I?m surprised nobody has posted this yet, it was 3 days since we had this.

https://www.reddit.com/r/ACPocketCamp/comments/97zyp3/animal_crossing_pocket_camp_update_170b/

What are your thoughts on everything? I have to say I love everything that it has to offer. And remember this is the second half of stuff we can get while we?re still in 1.7.0.


----------



## Bcat (Aug 20, 2018)

I’m most excited about the bug catching event that give fortune cookies for rewards. Sing me UP


----------



## Lyraa (Aug 20, 2018)

I can see myself spending all my leaf tickets on Bunnie's fortune cookie, those items look adorable ;.;


----------



## That Marshal Fangirl (Aug 20, 2018)

Bunnie’s fortune cookie is the most adorable one since Bluebear’s.  I need those items ;-;


----------



## lycaena (Aug 20, 2018)

Bug Catching event with fortune cookies as rewards?? finally something to get excited about again! and loveee Bunnies’ fortune cookie items the theme is so cute!!


----------



## MopyDream44 (Aug 20, 2018)

I'm not really surprised that the news broke three days ago and no one posted about it until now. Half of my list of friends who used to play daily have gone completely inactive. This forum is far more quiet than it used to be. I believe that many long-term fans of the series have moved on from the game, and while I can't say why exactly, I feels like people started to drop away from the game shortly after fortune cookies were added. Just to make it clear, it could be so many things that are causing people to move away from the game, the only thing I have to go on are my own observations, so I'm taking an educated guess. 

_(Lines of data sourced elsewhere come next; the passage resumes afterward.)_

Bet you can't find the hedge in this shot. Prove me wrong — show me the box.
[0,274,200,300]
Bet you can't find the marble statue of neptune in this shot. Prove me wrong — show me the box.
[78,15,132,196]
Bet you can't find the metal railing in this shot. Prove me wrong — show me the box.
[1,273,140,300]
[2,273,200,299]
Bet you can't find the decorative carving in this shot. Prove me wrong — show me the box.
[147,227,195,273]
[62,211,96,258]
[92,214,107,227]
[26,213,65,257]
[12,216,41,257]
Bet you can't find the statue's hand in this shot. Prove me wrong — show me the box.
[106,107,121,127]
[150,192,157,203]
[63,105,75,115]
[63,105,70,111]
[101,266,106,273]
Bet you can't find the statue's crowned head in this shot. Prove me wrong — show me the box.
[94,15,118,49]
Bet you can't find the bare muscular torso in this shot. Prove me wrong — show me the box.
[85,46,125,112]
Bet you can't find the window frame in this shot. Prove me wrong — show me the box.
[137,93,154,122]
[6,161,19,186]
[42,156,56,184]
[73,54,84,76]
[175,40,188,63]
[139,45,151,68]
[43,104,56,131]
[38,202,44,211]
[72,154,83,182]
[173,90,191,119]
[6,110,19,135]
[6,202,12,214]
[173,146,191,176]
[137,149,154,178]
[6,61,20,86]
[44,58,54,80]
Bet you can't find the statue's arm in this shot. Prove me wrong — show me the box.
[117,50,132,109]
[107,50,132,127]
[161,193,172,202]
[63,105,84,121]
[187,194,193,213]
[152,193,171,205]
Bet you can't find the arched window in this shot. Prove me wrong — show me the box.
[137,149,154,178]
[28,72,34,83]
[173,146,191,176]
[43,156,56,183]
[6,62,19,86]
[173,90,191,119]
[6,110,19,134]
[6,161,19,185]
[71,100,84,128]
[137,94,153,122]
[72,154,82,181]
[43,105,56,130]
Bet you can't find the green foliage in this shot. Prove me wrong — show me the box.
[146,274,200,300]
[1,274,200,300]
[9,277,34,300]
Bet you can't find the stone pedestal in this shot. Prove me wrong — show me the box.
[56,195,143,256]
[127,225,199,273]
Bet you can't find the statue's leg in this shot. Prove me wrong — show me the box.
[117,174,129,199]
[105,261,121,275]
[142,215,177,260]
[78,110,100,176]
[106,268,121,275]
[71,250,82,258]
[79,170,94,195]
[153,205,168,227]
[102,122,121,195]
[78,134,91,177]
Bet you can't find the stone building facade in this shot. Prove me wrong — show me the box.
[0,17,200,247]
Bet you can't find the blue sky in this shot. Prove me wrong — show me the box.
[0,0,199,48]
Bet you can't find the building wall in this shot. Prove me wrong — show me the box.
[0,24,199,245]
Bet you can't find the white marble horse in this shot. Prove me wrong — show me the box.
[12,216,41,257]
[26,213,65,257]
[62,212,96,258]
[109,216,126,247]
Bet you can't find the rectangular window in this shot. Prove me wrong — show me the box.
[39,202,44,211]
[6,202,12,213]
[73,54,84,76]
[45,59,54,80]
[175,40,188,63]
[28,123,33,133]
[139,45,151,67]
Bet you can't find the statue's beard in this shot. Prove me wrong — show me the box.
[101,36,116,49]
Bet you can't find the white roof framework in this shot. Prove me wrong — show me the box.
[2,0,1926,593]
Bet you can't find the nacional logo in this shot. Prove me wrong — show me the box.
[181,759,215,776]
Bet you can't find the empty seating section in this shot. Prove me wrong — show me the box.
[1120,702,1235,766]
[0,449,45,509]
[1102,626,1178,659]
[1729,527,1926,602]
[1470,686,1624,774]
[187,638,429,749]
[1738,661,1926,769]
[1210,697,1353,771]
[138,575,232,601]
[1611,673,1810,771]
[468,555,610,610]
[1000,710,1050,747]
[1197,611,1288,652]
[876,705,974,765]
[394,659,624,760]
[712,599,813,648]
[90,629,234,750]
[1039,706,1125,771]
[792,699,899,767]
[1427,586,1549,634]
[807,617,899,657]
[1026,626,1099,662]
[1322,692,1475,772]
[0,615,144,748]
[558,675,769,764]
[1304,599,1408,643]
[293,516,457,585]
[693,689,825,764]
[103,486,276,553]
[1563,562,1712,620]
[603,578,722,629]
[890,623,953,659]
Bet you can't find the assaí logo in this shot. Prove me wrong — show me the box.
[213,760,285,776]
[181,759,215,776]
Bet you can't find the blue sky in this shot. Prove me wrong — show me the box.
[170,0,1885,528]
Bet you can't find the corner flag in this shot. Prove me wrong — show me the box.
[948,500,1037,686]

Anyhoo, this datamine isn't as exciting to me as ones I've seen in the past. The cookie is cute, but the only items I would truly love to get from it are the dress and matching hat. I'd be happy to have the other items though, so hopefully I get a handful rotating through the shop. The civic villagers are ok, but I cannot believe Flurry still isn't in the game?!? Do people not like Flurry as much as I think they do? The amenities are OK. I'll be happy to have a new fountain and the playground is cute, but I probably won't use the building. 

The most interesting part is definitely the event that will give us cookies. I would be very happy if we are finally getting a way to grind for fortune cookies in-game, but I'm sure it will be extremely limited. At this point, I'll take whatever I can get because the LT stuff has gotten a bit out of hand (in my opinion).


----------